As the complexity of supply chain management deepens at the same pace as the double-digit growth of e-commerce, logistics professionals now need to realize that a product’s journey no longer stops at the consumer’s front porch or loading dock. Now, more than ever before, the “U-turn” has to become a vital part of every company’s revenue model.
Fortunately, there are scores of third-party logistics providers (3PLs) out there to help shippers more efficiently manage returns, with many more looking to enter the marketplace.
“Thanks to Amazon, Alibaba, and other dynamic e-commerce retailers, we’re living in a buy-anywhere, return-anywhere consumer society,” observes Evan Armstrong, president of the 3PL analyst and consultancy firm Armstrong & Associates. “It is no longer acceptable to disallow returns if the product wasn’t sourced in the U.S.”

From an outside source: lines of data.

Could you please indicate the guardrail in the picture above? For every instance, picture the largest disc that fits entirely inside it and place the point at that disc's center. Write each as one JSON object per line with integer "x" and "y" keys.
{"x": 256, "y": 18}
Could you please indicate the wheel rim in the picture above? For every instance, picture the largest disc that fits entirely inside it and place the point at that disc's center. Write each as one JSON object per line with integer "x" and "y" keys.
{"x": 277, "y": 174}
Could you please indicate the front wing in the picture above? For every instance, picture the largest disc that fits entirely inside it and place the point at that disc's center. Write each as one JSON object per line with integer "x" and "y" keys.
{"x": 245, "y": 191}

Armstrong says that for 3PLs, e-commerce and the omni-channel retail environment have driven a proliferation of stock keeping units in inventory on the fulfillment side. This creates the need for well-defined processes for handling reverse logistics and the disposition of returns.

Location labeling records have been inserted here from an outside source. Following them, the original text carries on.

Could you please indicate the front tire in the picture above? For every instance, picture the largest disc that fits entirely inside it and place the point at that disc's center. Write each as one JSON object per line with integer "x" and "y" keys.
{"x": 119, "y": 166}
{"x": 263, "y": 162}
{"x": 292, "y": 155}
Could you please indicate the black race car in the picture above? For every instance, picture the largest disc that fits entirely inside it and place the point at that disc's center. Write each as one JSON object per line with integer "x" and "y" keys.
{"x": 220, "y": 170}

“Third parties such as FedEx Supply Chain [formerly Genco], OHL/Geodis, DHL Supply Chain, and XPO have become masters of reverse logistics,” notes Armstrong. “In third-party logistics, it’s often the ‘messy stuff’ that contributes greatly to bottom lines, and returns are messy.”
If handled well, he adds, a good reverse logistics operation can have double the operating margins of an outbound fulfillment operation.
In related news, Armstrong & Associates is also putting its finishing touches upon the The 3PL Value Creation Asia Summit, to be staged in Hong Kong this spring.